Field assessments confirmed the severity of the situation. The team used Trimble R2 satellite equipment to conduct a full topographical survey, revealing the vulnerability of the current intake location. Water quality tests showed the untreated lake source posed health risks, and equipment inspections revealed that nearly all 24 public tap stands across the site were structurally compromised. The hospital's two primary storage tanks, in service for more than five decades, had visible corrosion and frequent leaks. One rainwater tank had collapsed from internal structural failure.
These findings made it clear: the existing system was underperforming and unsustainable. But just as importantly, the community was ready to co-create something better. Local leaders offered historical insight on water use, shared ideas for improving equity in distribution, and identified land options for new infrastructure. Their input shaped every part of what would come next.
Designing for Resilience: A System Built for the Future
With a clear understanding of the system’s failures and the community’s priorities, the EWB-USA team began developing a comprehensive design rooted in resilience. At the core of the proposal was a simple but powerful idea: move the system out of harm’s way and build it to last.
The new design calls for relocating the pump house and treatment facility to higher ground, away from the increasingly flood-prone shores of Lake Bisina. The new site, identified with input from local leaders, offers safe access year-round and a stable foundation for operations. This relocation alone addresses the constant disruption due to flooding.
To improve energy efficiency and lower operational costs, the design replaces the aging diesel-powered pumps with a solar-powered system. Solar energy will serve as the primary power source, supplemented by national grid electricity for backup, ensuring continuous operation even during cloudy seasons or maintenance windows.

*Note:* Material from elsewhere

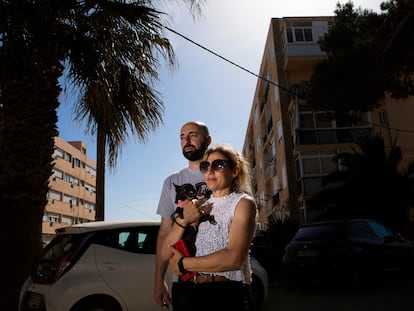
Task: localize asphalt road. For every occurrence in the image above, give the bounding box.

This shift not only cuts fuel costs, but also reflects the community’s long-term commitment to sustainable infrastructure.

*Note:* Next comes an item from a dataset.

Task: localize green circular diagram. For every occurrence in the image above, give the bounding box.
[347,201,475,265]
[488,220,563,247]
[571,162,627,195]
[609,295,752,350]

The plan also introduces a multi-stage water treatment process, designed to address the impurities identified in water quality testing. With components like sedimentation, filtration, and chlorination, the new system will provide safe, treated water to all users, the first time in over 5 years.
Storage is another critical component. The hospital’s two corroded steel tanks, each more than 50 years old, will be replaced with new, durable models, planned to be installed on the existing elevated steel tower. A second tank will be constructed at the Ongino Sub-county offices to expand service to four additional villages: Otada, Aduka, Oseera, and Ceele.

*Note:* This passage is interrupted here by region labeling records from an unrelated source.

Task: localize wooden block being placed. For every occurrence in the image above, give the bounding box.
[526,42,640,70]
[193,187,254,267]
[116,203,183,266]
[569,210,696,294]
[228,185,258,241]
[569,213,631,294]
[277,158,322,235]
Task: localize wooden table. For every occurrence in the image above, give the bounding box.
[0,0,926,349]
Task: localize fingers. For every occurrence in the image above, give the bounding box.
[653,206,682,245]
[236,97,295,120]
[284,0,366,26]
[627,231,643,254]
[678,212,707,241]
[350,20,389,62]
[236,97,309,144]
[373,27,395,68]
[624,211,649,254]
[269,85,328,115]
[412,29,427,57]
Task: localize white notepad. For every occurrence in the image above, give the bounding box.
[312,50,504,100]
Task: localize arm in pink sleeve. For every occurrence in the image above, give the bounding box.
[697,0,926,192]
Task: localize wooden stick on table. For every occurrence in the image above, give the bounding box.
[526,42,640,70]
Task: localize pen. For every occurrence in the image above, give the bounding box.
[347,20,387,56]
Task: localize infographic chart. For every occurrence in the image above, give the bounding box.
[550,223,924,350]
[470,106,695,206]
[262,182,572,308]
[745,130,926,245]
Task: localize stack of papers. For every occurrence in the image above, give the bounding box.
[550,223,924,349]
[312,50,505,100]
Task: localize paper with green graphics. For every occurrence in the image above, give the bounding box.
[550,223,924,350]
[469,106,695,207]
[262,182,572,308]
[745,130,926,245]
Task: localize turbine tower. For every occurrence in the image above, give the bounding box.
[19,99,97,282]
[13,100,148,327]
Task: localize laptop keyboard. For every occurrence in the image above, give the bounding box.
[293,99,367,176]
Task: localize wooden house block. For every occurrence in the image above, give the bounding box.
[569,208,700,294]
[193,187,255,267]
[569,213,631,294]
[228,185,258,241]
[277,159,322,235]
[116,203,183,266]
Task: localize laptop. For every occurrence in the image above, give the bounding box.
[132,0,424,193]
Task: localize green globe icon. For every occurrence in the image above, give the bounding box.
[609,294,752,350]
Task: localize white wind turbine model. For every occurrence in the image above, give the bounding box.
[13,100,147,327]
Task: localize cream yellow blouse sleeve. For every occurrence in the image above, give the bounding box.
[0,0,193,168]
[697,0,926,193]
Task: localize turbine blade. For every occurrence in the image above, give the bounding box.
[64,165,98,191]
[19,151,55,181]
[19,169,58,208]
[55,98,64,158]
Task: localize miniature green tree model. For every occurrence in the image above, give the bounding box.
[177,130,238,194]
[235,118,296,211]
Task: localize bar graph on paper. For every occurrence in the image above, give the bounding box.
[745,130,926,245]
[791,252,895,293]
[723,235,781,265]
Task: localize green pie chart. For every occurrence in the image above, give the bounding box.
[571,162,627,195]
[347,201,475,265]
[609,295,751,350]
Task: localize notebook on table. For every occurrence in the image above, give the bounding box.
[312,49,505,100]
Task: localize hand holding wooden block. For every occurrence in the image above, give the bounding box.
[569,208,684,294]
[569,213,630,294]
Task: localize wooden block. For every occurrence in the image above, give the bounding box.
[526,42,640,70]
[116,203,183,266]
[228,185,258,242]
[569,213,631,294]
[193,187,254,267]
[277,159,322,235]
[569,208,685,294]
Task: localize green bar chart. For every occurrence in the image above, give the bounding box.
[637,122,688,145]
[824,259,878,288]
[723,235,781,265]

Together, these improvements will support a gravity-fed distribution network that reduces energy use and improves reliability. Public tap stands throughout the service area will be reconstructed, and key institutions like Adesso Primary School and the Agirigiroi Police Station will have access to safe water once again.
Every design decision, from intake siting to transmission line layout, was informed by both community knowledge and rigorous engineering analysis. The result is a system that doesn't just restore service, but fundamentally reimagines it for a changing climate and growing population.
Looking Ahead
As this project moves toward implementation, the partnership between EWB-USA and the Kumi community continues to grow. The design may be technical, but the impact is deeply human; measured in cleaner water, safer health facilities, and a future less vulnerable to the climate shocks already reshaping daily life in eastern Uganda. This is what engineering for resilience looks like: grounded in data, powered by collaboration, and built to serve.